Newswise – Palo Alto, CA—Climate change and habitat destruction may have already caused the loss of more than a tenth of the world’s genetic diversity, according to new research led by Carnegie’s Moises Exposito-Alonso and published in science. This means that it may already be too late to reach the proposed UN goal, announced last year, of protecting 90 percent of genetic diversity for every species by 2030, and that we need to act quickly to prevent further losses.

Several hundred species of animals and plants went extinct in the industrialized era, and human activity has affected or reduced half of Earth’s ecosystems, affecting millions of species. Partial loss of geographic area decreases population size and can geographically prevent populations of the same species from interacting with each other. This has serious implications for the genetic richness of an animal or plant and their ability to cope with the impending challenges of climate change.

“When areas of a species’ habitat are removed or fundamentally altered, it limits the genetic wealth available to help those plants and animals adapt to changing conditions,” explained Exposito-Alonso, who holds one of the prestigious Staff Associate positions. of Carnegie, who recognizes excellence early in his career and is also an assistant professor, out of courtesy, at Stanford University.

Until recently, this important component has been overlooked when setting goals to preserve biodiversity, but without a diverse pool of natural gene mutations to draw upon, species will be limited in their ability to survive alterations in their geographic range.

In popular culture, mutations convey superpowers that defy the laws of physics. But in reality, mutations represent small, random natural variations in the genetic code that could positively or negatively affect an organism’s ability to survive and reproduce, passing on its positive traits to future generations.

“Consequently, the greater the pool of mutations a species is able to tap into, the greater the chances of stumbling upon that lucky blend that will help a species thrive despite the pressures created by habitat loss, as well as change in habitat. temperature and precipitation patterns, “added Exposito-Alonso.

He and his collaborators set out to develop a framework based on population genetics to assess the richness of mutations available for a species within a given area.

They analyzed genomic data for more than 10,000 individual organisms in 20 different species to show that Earth’s terrestrial plant and animal life may already be much more at risk of losing genetic diversity than previously thought. Because the rate at which genetic diversity is recovered is much slower than that at which it is lost, researchers consider it effectively irreversible.

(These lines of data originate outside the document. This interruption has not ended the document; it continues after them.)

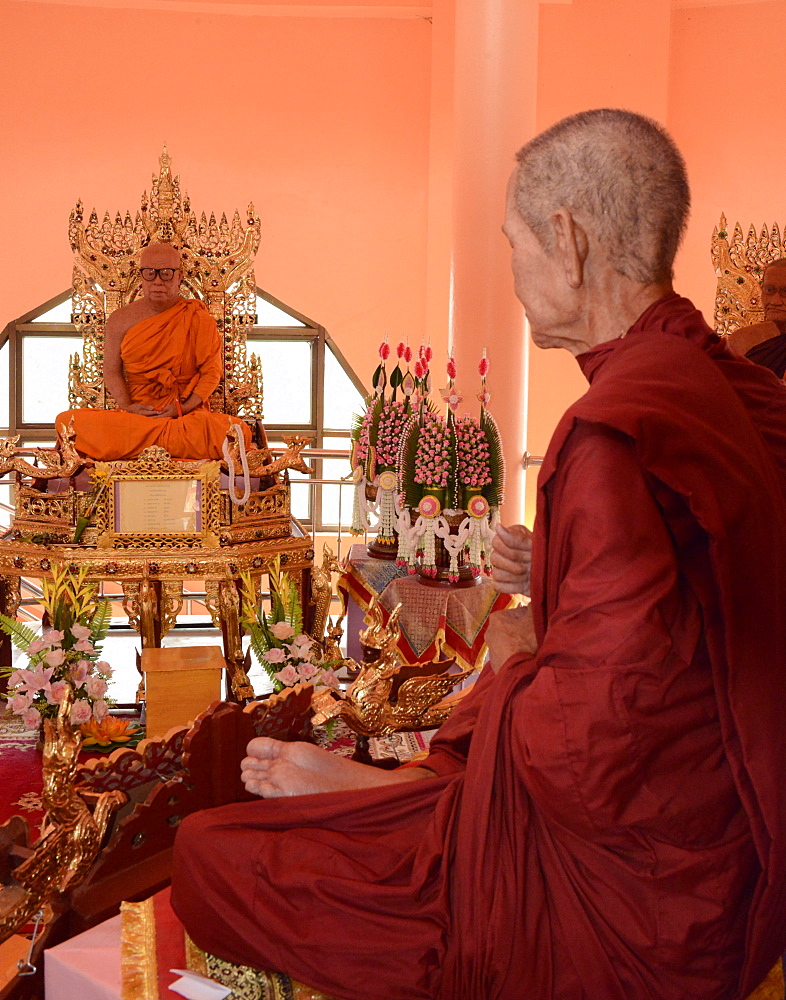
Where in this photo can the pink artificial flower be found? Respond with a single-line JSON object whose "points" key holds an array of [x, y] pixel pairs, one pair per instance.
{"points": [[81, 711], [56, 692], [96, 687], [55, 657], [100, 710], [452, 398], [20, 703], [80, 672], [328, 679], [102, 667], [288, 676], [36, 680], [301, 646], [31, 718]]}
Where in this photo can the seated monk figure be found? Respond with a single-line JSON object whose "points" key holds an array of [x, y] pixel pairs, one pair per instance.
{"points": [[765, 343], [170, 349], [602, 817]]}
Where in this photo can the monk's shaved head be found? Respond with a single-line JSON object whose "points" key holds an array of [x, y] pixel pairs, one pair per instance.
{"points": [[159, 255], [621, 176]]}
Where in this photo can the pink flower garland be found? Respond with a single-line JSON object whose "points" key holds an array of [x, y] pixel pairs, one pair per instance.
{"points": [[432, 459], [472, 453]]}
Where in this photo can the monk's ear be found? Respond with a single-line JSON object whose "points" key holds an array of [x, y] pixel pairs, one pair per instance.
{"points": [[571, 246]]}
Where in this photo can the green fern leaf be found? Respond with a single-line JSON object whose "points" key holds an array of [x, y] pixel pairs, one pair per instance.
{"points": [[21, 635]]}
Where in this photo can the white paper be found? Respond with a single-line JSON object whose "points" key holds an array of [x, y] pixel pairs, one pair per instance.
{"points": [[195, 987]]}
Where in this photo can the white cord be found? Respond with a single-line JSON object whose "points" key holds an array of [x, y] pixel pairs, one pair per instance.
{"points": [[238, 501]]}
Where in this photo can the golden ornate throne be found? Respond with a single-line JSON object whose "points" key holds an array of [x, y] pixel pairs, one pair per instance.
{"points": [[218, 268], [739, 263], [69, 509]]}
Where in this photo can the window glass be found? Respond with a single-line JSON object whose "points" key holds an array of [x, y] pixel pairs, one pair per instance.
{"points": [[45, 376], [270, 315], [337, 500], [342, 400], [5, 353], [286, 374]]}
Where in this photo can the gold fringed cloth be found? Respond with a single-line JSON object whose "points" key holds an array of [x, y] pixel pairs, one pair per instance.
{"points": [[153, 941], [773, 987], [430, 616]]}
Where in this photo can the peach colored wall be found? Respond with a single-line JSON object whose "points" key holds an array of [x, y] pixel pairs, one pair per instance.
{"points": [[592, 53], [323, 123], [727, 90]]}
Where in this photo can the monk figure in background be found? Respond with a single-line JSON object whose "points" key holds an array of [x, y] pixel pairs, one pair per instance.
{"points": [[602, 817], [765, 343], [162, 361]]}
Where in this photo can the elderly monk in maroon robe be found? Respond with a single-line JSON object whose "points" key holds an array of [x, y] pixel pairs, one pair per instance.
{"points": [[765, 343], [603, 818], [162, 360]]}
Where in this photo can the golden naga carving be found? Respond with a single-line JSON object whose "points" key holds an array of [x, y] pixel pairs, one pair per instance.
{"points": [[739, 263], [387, 697], [260, 461], [218, 267], [71, 836], [61, 463]]}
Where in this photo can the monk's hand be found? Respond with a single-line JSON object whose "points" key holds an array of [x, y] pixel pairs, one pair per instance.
{"points": [[511, 559], [141, 408], [168, 411], [274, 769], [510, 633]]}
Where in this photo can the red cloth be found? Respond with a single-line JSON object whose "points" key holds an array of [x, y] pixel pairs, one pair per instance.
{"points": [[166, 357], [606, 822]]}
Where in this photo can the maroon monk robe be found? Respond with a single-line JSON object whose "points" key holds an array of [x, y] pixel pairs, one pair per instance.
{"points": [[606, 823]]}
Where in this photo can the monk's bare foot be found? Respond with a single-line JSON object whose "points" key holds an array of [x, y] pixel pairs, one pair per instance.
{"points": [[273, 769]]}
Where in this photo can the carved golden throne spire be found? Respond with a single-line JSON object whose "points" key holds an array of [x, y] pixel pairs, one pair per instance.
{"points": [[218, 268], [739, 264]]}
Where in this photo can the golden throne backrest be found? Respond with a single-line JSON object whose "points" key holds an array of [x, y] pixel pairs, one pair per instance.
{"points": [[739, 264], [218, 268]]}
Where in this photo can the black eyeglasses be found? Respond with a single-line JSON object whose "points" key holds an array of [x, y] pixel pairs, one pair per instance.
{"points": [[164, 273]]}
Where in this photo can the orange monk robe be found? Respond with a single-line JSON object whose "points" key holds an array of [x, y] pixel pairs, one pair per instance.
{"points": [[166, 358]]}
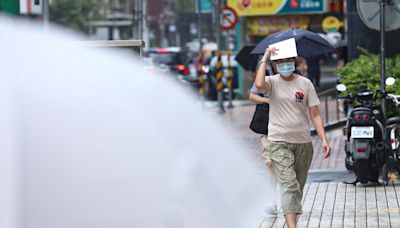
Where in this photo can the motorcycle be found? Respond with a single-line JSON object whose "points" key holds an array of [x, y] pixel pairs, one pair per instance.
{"points": [[366, 142], [393, 133]]}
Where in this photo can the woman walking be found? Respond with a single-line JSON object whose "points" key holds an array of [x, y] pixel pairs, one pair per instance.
{"points": [[292, 97]]}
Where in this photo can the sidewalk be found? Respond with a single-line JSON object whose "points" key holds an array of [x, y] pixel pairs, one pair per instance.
{"points": [[327, 201]]}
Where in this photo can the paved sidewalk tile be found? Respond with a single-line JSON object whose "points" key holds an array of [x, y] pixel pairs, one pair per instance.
{"points": [[335, 204]]}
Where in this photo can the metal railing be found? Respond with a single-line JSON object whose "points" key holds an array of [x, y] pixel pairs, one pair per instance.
{"points": [[116, 44]]}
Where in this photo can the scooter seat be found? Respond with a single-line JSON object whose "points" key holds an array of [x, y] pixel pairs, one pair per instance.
{"points": [[393, 120]]}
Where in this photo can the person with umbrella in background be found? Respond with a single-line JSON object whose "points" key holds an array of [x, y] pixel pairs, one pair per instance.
{"points": [[289, 141], [261, 120]]}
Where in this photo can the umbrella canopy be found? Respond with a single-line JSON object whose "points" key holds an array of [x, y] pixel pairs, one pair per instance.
{"points": [[86, 144], [246, 60], [309, 44]]}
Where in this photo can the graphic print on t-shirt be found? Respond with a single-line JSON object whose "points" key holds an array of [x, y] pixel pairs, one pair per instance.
{"points": [[299, 97]]}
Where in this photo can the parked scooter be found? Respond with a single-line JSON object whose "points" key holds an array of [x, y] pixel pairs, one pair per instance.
{"points": [[366, 141]]}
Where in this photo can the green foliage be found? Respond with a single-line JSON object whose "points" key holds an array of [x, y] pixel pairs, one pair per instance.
{"points": [[364, 73], [76, 14]]}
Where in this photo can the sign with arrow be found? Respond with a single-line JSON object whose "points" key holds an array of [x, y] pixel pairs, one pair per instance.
{"points": [[229, 18]]}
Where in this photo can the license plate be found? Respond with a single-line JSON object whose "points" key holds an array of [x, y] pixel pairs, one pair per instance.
{"points": [[362, 132]]}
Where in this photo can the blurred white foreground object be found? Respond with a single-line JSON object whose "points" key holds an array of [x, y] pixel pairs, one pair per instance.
{"points": [[89, 139]]}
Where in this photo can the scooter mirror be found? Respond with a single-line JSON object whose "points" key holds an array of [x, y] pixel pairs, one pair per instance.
{"points": [[341, 87], [390, 81], [206, 69]]}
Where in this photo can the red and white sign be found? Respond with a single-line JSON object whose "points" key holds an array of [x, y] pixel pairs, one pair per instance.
{"points": [[229, 18], [30, 7]]}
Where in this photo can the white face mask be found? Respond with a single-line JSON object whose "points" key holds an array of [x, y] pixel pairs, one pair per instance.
{"points": [[285, 69]]}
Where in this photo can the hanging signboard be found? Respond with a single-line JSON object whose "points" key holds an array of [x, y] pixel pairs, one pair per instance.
{"points": [[331, 24], [229, 18], [206, 6], [276, 7]]}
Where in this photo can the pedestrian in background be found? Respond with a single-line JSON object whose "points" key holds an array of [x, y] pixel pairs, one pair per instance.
{"points": [[291, 98], [262, 99]]}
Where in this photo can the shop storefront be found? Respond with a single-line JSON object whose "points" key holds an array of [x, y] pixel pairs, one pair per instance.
{"points": [[263, 17]]}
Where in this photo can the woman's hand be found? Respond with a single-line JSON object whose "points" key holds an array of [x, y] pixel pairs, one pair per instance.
{"points": [[268, 53], [326, 149]]}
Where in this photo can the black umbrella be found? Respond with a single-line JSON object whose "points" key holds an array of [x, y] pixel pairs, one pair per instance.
{"points": [[246, 60], [309, 44]]}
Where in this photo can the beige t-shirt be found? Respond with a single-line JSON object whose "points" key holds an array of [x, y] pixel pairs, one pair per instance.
{"points": [[288, 109]]}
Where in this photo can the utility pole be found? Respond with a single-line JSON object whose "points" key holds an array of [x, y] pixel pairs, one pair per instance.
{"points": [[383, 66]]}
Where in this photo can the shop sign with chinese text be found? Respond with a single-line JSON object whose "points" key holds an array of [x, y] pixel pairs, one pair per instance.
{"points": [[276, 7], [263, 26]]}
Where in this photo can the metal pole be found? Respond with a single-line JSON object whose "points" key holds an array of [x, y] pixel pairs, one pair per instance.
{"points": [[199, 24], [45, 9], [326, 110], [218, 22], [229, 77], [383, 68], [220, 85], [219, 47]]}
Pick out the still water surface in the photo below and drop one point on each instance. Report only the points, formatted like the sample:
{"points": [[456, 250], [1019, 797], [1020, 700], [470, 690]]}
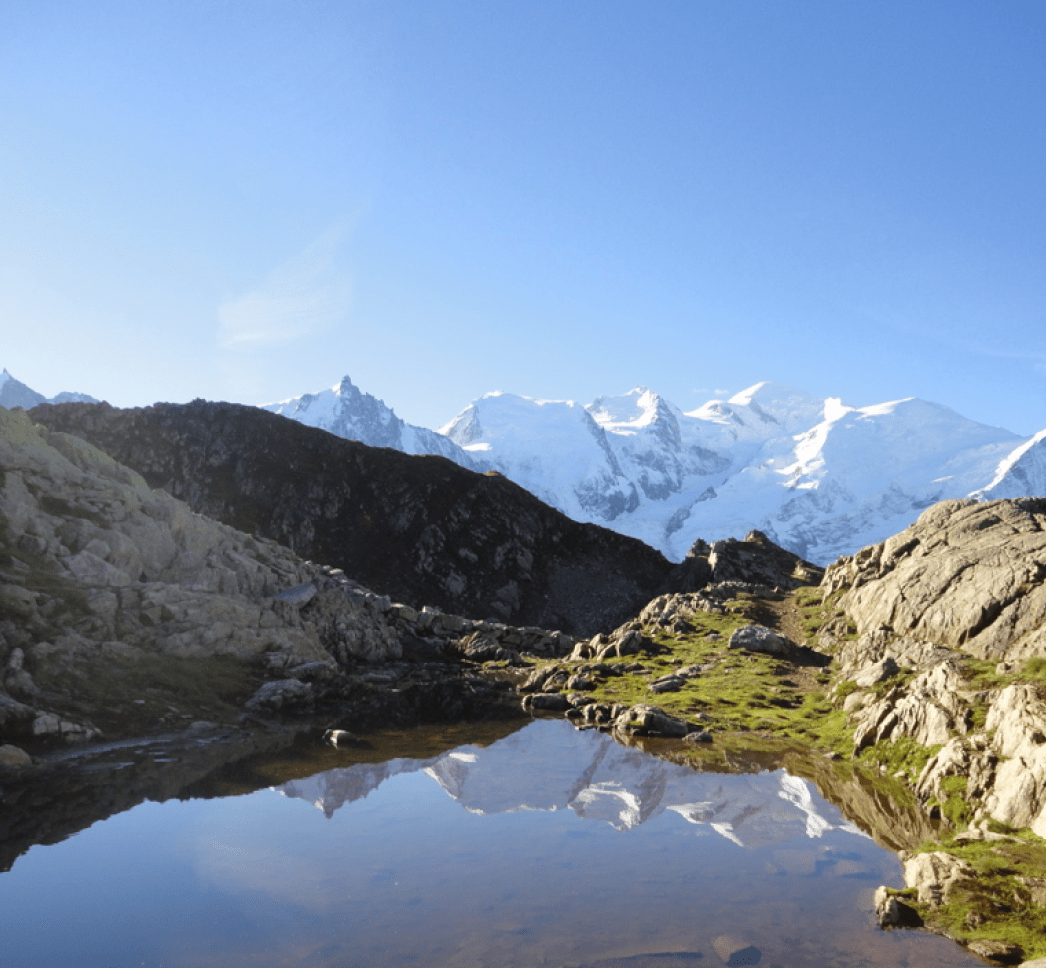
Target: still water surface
{"points": [[547, 848]]}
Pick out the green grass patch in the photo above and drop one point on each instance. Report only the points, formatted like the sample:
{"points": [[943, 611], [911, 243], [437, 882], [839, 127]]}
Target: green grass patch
{"points": [[997, 904], [904, 755]]}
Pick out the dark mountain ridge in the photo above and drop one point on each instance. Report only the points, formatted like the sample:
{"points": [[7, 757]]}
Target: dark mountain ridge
{"points": [[418, 528]]}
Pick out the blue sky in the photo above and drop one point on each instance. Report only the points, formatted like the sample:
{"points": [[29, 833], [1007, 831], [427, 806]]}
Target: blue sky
{"points": [[248, 200]]}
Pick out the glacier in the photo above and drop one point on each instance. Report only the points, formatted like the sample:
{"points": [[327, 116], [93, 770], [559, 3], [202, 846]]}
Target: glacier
{"points": [[818, 476]]}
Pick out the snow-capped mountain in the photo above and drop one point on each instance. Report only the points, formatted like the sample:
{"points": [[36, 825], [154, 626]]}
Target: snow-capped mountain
{"points": [[819, 477], [549, 765], [16, 394], [346, 411]]}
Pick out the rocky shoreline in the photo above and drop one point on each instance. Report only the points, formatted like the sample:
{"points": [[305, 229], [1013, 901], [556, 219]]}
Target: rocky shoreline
{"points": [[909, 683]]}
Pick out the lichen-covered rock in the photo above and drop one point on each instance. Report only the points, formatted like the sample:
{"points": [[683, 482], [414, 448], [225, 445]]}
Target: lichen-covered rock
{"points": [[930, 710], [1018, 719], [936, 875], [643, 719], [759, 638]]}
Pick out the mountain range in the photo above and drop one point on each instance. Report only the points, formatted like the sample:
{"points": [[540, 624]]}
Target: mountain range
{"points": [[819, 477], [16, 394]]}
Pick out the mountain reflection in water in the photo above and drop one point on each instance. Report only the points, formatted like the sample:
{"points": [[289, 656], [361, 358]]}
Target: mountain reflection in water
{"points": [[391, 872], [550, 766]]}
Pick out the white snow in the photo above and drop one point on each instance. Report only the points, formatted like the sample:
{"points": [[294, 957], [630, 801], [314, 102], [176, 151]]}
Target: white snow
{"points": [[819, 476]]}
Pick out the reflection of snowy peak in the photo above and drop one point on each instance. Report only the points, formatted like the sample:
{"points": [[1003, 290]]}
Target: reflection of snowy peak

“The mathematical tool we tested on 20 species could be expanded to make approximate conservation genetic projections for other species, even if we don’t know their genomes,” concluded Exposito-Alonso. “I think our results could be used to assess and track new global sustainability goals, but there is still a lot of uncertainty. We need to do a better job of monitoring species populations and developing more genetic tools. “

“Moi has taken a bold and creative approach to probing a scientific question that is critical for policymakers and environmentalists to understand if they want to implement strategies that meet the upcoming challenges facing our world,” said Margaret McFall-Ngai. Director of the newly launched Carnegie Division of Biosphere Science and Engineering. “This kind of intellectual courage is illustrative of the Carnegie model of doing science outside the box and the kind of work that is a hallmark of our prestigious Staff Associate program.”

The research team included members of the Exposito-Alonso lab — Lucas Czech, Lauren Gillespie, Shannon Hateley, Laura Leventhal, Megan Ruffley, Sebastian Toro Arana and Erin Zeiss — as well as collaborators Tom Booker of the University of British Columbia; Christopher Kyriazis of UCLA; Patricia Lang, Veronica Pagowski, Jeffrey Spence and Clemens Weiss of Stanford University; and David Nogues-Bravo of the University of Copenhagen.


This work was supported by a U.S. National Institutes of Health First Investigator Award, U.S. Department of Energy’s Bureau of Biological and Environmental Research, Carnegie Institution for Science, Center for Computational Evolutionary and Human Genomics from Stanford, from a long-term human frontier science program Fellowship and postdoctoral fellowship in biology from the US National Science Foundation.

The Carnegie Institution for Science ( is a private non-profit organization based in Washington, DC, with three research divisions on both coasts. Since its founding in 1902, the Carnegie Institution has been a pioneering force in basic scientific research. Carnegie scientists are leaders in life and environmental sciences, earth and planetary sciences, astronomy and astrophysics.